Pensó su respuesta esta vez.

—Mi diario anterior tenía muchas cosas privadas en él. Un día decidí que no quería volver a leerlo, que lo mejor sería olvidar lo que escribí y lo tiré a la basura.

—No querías que nadie lo leyera.

—Más que eso fue que, al escribirlo, me planteé muchas preguntas sobre mi vida, sobre quién soy. Llegué a responderme lo más importante, lo demás ya no importa.

—No te entiendo —objeté, ella me miró con curiosidad—. Me dijiste que te gusta recordar lo que viviste, ¿por qué no esa parte que suena tan importante?

Se sentó en la cama, se recostó de lado con suavidad, apoyó su brazo sobre el colchón, sosteniendo su cabeza, y dio unas palmadas para que me sentara con ella.

—¿Alguna vez has hecho algo de lo que te arrepientes? —me preguntó.

—Sí, ¿quién no?

—No me arrepiento de escribirlo, me arrepiento de buscar respuestas a preguntas que jamás debí hacerme —contestó con tranquilidad—. Hay muchas vivencias lindas en ese diario, pero la mayoría son cosas que prefiero olvidar.

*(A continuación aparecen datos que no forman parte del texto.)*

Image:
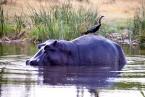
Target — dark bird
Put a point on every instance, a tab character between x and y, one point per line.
95	27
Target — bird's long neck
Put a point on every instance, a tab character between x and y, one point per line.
100	19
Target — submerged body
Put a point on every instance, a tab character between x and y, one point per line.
85	50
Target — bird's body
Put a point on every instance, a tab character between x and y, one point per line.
95	27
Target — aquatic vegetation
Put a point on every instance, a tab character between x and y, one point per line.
139	24
61	22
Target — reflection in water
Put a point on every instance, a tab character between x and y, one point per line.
19	80
90	78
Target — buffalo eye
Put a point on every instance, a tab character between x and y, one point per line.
40	45
48	48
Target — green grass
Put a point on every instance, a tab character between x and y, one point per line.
61	22
139	24
57	22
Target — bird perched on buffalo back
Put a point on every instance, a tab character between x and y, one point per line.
95	28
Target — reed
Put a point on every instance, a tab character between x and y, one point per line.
61	22
139	24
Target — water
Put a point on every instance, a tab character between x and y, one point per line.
19	80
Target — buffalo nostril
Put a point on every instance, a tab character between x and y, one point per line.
27	62
33	63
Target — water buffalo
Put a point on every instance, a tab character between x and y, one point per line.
86	50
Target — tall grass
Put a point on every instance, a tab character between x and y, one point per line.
61	22
139	24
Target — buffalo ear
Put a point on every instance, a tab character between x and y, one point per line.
54	43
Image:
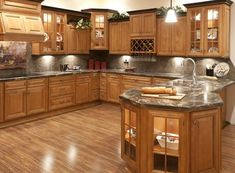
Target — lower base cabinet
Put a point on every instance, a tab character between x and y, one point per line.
15	100
155	140
37	96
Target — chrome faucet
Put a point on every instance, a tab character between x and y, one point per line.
194	70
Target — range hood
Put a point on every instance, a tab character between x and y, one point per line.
20	20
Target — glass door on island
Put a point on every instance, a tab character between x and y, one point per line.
130	134
196	43
166	143
212	30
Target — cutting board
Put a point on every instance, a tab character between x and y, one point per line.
178	96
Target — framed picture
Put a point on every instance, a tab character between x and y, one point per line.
212	34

Sé quien soy ahora. Lo bueno lo pasé a otro cuaderno y al viejo lo dejé ir.

—La basura no es un lugar muy seguro, ¿sabes? Si querías que desapareciera debiste quemarlo.

—¿Crees que alguien lo tiene y lo está leyendo? —me preguntó, sin preocuparse. Su calma con el tema comenzaba a angustiarme.

—¿Y si es así?

—Dudo que pueda conectarlo conmigo, y si así fuera, no hay nada que yo pueda o quiera hacer al respecto —contestó, enderezándose para alcanzar su nuevo cuaderno con la mano y lo guardó en el cajón del velador—. Si alguien lo tiene, que lo disfrute.

Esa última acción me hizo dudar de cuán cómoda estaba con la idea de que alguien pudiera leerla. Deliberadamente lo estaba apartando de mí y colocándolo en un lugar al que yo no tenía acceso sin su permiso.

Sin embargo me dio luz verde con el anterior. Leerlo estaba bajo mi criterio, ella no lo evitaría. No rechazó la idea de que alguien lo tuviera en su poder o hasta que pudiera descubrir su identidad.
No veo como descabellada la idea de continuarlo. Tampoco creo que Lena lo acepte de buena manera si llega a enterarse, pero no tiene por qué hacerlo.

Ese diario tiene mucho de mí en lo poco que he leído y quiero saber cuánto más.